年の瀬に思う…深作欣二監督のヤクザ映画に出会ったこと
毎年、年の瀬になると必ず、わが青春の映画、「ゴッドファーザー」「仁義なき戦い」を思い出す。1972年暮れ、ボクは二十歳になったばかり。大阪ミナミの宗右衛門町にあった舞台付きのグランドキャバレーのショータイムにスポット照明係のバイトをしながら、暇を持て余していた。夜10時から日替わりで、歌手の新曲キャンペーンや奇術ショーやストリップが1回15分間で30分後にもう1回あるだけで、バイト料は1500円ももらえたが(当時の喫茶店のウエーターの日給ぐらいか)とにかく退屈な日々で将来に何の見通しもなく、その日暮らしをするしかなかった。
その年は3回もマフィア一家を描いた「ゴッドファーザー」を見て、映画という魔物にとり憑かれていた。
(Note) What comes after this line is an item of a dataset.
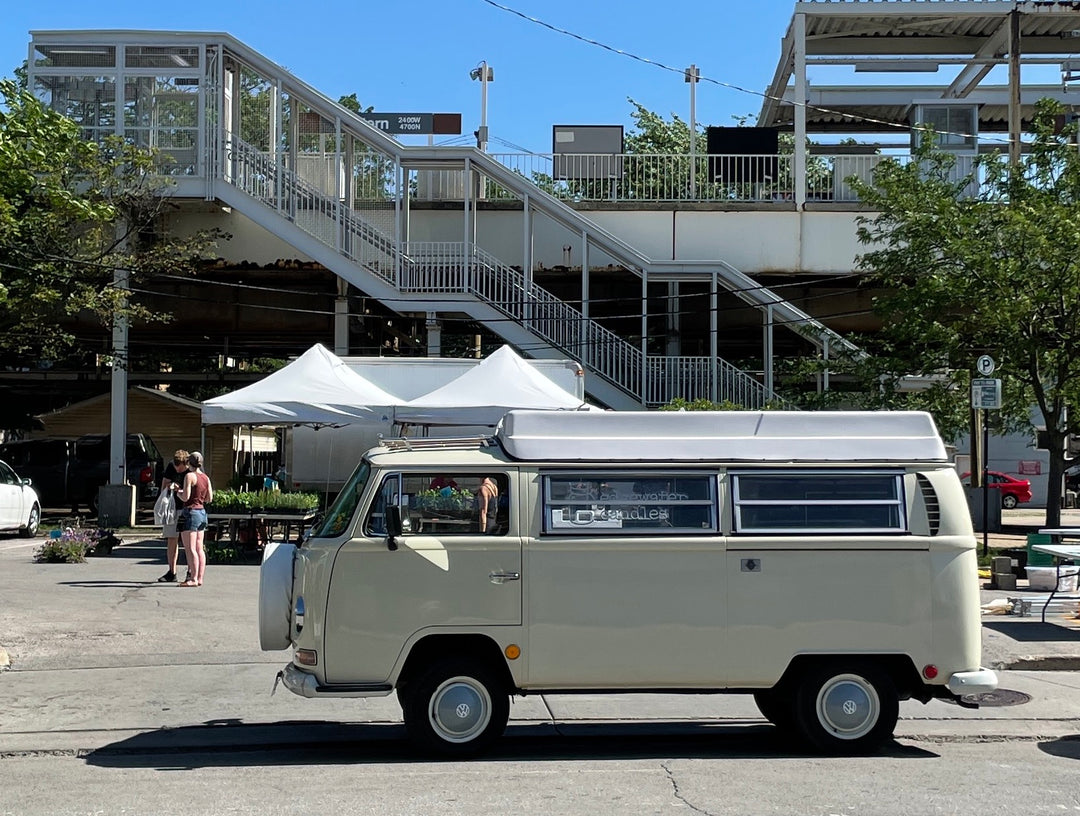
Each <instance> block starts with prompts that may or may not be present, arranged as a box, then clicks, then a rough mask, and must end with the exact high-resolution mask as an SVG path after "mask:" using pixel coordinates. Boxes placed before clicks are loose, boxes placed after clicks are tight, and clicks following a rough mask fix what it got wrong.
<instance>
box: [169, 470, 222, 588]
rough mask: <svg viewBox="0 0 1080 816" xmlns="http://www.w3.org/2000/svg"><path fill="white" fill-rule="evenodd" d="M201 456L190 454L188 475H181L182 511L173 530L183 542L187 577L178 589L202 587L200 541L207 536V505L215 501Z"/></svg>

ハリウッドの人気歌手に映画の主役につきたいと懇願されたドン・コルレオーネが、顧問弁護士トムに命じ、大物プロデューサーの邸宅に行かせ、そこの高価なタネ馬の首を切断し、大物のベッドの中に血まみれのまま放り込ませて脅迫する荒業を見せられ、しばらく他の映画なんか見る気も失せたままで、年末を迎えていた。その時、深夜テレビの映画紹介で何度も目にしたのが、正月明け封切りの「仁義なき戦い」というヤクザ映画のどぎつい予告編。菅原文太という斜に構えた侠客面の俳優をしっかり見るのも初めてだった。初詣に行く予定なんか何もなかったが、年が明けたらこの映画は見に行くと決めていた。